I should have known. Gbot’s birthday had been a few days before, and he’d gotten some pretty cool loot, including an Elmo Lego fire truck and fire station. Which were objects of contention from the start. An hour after we’d assembled them, an act which required each Midget pulling pieces away from the other and then crying about it, both truck and station and both Elmos were dismantled and forgotten, the pieces strewn in every corner of the room where the most harm they could do was bruise an instep.
What had I expected from the Happy Glasses? I hadn’t thought that far ahead. I had thought, I admit, that the Midgets would get a treat and be delighted by it.
But every new toy is something that has to be shared. Something new to fight over. Something that is not as desirable as what your brother’s playing with. Thorstein Veblen, who Mark Kingwell in a Harper’s article calls “the still-reigning genius of consumer economics,” argued that consumer economics is driven by a desire for distinction: not by the desire for more and better but the desire for more and better than the other guy.

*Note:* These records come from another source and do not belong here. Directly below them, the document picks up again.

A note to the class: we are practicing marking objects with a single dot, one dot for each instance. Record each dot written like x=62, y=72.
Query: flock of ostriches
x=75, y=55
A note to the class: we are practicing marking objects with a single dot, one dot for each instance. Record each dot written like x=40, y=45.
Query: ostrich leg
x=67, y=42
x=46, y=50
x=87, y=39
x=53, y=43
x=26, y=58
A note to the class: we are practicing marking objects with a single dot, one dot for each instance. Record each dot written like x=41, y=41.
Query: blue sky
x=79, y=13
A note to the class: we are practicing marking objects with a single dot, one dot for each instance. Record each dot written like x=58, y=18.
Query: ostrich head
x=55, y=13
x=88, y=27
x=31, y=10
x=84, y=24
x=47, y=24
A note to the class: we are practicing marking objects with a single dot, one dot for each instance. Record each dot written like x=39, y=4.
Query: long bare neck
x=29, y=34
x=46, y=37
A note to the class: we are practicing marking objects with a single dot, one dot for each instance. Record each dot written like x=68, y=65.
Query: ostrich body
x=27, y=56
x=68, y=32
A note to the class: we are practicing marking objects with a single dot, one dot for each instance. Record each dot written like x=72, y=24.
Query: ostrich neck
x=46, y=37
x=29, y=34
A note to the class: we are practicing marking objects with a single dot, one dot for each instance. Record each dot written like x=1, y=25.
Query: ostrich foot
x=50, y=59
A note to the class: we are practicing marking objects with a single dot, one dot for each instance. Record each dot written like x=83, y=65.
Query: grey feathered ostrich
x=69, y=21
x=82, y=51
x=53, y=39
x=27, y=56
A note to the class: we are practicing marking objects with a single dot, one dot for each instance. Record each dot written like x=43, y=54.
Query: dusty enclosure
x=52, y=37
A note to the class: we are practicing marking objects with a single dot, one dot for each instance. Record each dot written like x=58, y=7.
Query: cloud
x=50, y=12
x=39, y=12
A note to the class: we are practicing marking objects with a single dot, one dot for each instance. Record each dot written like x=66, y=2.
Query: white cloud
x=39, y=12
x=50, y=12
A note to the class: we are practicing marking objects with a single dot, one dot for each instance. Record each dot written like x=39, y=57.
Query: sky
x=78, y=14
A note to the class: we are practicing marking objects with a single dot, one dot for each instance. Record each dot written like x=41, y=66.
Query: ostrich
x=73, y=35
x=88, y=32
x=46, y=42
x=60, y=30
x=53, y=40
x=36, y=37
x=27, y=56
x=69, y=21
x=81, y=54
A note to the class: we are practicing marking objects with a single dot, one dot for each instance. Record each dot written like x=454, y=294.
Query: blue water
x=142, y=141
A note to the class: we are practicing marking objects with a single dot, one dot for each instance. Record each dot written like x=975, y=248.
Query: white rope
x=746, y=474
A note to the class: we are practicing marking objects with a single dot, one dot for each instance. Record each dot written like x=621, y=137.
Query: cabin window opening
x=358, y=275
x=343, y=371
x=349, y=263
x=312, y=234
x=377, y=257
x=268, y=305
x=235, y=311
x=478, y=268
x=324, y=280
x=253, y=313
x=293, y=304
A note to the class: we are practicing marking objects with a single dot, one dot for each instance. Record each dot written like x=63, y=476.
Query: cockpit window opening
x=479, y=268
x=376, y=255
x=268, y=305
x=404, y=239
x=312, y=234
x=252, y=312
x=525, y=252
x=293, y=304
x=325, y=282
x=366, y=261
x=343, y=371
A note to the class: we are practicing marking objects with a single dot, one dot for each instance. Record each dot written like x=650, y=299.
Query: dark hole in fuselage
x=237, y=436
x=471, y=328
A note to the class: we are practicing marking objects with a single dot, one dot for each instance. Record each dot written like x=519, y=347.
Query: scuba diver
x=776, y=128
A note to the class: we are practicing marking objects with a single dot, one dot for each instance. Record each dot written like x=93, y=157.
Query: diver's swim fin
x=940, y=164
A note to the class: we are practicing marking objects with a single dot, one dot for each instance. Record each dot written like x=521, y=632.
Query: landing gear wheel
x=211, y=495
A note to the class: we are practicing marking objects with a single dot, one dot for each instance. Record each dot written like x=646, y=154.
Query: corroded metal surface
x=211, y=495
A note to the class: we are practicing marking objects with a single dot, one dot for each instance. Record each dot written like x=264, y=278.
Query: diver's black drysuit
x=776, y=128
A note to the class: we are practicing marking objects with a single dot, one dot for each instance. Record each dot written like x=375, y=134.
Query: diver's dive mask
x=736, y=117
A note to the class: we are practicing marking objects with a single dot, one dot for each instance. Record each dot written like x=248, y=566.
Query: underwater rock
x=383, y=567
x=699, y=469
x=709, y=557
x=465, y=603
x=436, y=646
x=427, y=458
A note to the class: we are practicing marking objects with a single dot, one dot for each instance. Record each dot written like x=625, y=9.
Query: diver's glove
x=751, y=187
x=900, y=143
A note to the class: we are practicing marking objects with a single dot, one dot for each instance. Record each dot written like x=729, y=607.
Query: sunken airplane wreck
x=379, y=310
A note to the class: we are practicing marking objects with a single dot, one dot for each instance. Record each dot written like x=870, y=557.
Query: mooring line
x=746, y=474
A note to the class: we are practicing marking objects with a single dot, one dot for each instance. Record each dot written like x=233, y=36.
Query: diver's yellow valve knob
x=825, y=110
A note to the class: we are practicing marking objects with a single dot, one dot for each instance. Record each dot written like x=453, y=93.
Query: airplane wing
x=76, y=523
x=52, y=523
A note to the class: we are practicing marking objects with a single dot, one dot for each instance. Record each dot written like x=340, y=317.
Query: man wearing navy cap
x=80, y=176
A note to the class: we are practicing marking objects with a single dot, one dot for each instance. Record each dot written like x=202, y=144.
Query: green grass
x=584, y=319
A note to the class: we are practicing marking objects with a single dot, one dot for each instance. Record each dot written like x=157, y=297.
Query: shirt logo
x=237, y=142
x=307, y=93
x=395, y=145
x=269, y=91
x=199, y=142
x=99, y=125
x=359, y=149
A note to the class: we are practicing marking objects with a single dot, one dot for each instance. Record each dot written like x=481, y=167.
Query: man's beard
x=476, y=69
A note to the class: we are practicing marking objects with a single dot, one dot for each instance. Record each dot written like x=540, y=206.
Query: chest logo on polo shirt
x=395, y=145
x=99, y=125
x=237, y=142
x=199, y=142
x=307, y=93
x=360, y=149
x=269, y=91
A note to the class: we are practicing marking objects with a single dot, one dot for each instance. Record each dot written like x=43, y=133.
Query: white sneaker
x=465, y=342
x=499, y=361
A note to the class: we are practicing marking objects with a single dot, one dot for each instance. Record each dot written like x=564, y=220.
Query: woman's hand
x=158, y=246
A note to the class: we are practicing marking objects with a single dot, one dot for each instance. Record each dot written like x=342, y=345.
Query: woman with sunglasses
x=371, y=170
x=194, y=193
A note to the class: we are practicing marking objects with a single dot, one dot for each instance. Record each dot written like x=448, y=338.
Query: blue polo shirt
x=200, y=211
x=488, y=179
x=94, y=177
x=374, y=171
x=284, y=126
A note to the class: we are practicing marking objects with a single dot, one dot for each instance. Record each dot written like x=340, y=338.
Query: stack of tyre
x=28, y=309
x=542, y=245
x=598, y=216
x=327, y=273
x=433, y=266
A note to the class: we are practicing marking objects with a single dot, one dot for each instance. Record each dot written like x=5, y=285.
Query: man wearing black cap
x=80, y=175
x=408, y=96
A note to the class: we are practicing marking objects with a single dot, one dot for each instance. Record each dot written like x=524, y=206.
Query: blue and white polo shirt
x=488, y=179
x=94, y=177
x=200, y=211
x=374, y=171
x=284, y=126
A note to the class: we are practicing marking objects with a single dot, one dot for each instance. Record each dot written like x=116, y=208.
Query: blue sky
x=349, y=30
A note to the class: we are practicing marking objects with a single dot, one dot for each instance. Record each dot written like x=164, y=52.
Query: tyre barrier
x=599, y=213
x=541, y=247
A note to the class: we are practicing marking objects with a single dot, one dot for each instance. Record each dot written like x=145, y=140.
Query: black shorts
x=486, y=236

I’d fallen right into the American consumerism trap. And I’d pushed it upon my children–I did it for them–and their behavior was…human. Thorsten Veblen was rolling his eyes in the grave, muttering, “I’ve already said ‘I told you so’ a hundred million times.”
Electronic scans show that the meditation of Buddhist monks trigger calmness and pleasure centers in the brain. Happiness comes from within (or from within little orange vials) and all that. Yeah, yeah, yeah.
The Happy Glasses were broken within five minutes of use. It took the twirly globe fell apart the next day. I celebrated as I threw them out.
So this Christmas, our household is taking a different approach to gift-giving. I’m not sure exactly what, because how pleasurable is a stocking with nothing in it? The answer to that is all about expectation: How many times do you reach into the drawer for a pair of socks and despair because none of them have candy canes inside?
Recent studies have found what everyone already knew: expectation and happiness are more closely related than toys and happiness. And if the other guys have stockings full of loot, expectations for your own rise. But however I decide to handle my consumer conundrum, Christmas this year will not involve a lot of trips to Wal-Mart, and certainly not a lot of trips to Cost Plus World Market.
Except if we need more wine glasses.
What really makes you happy? Really?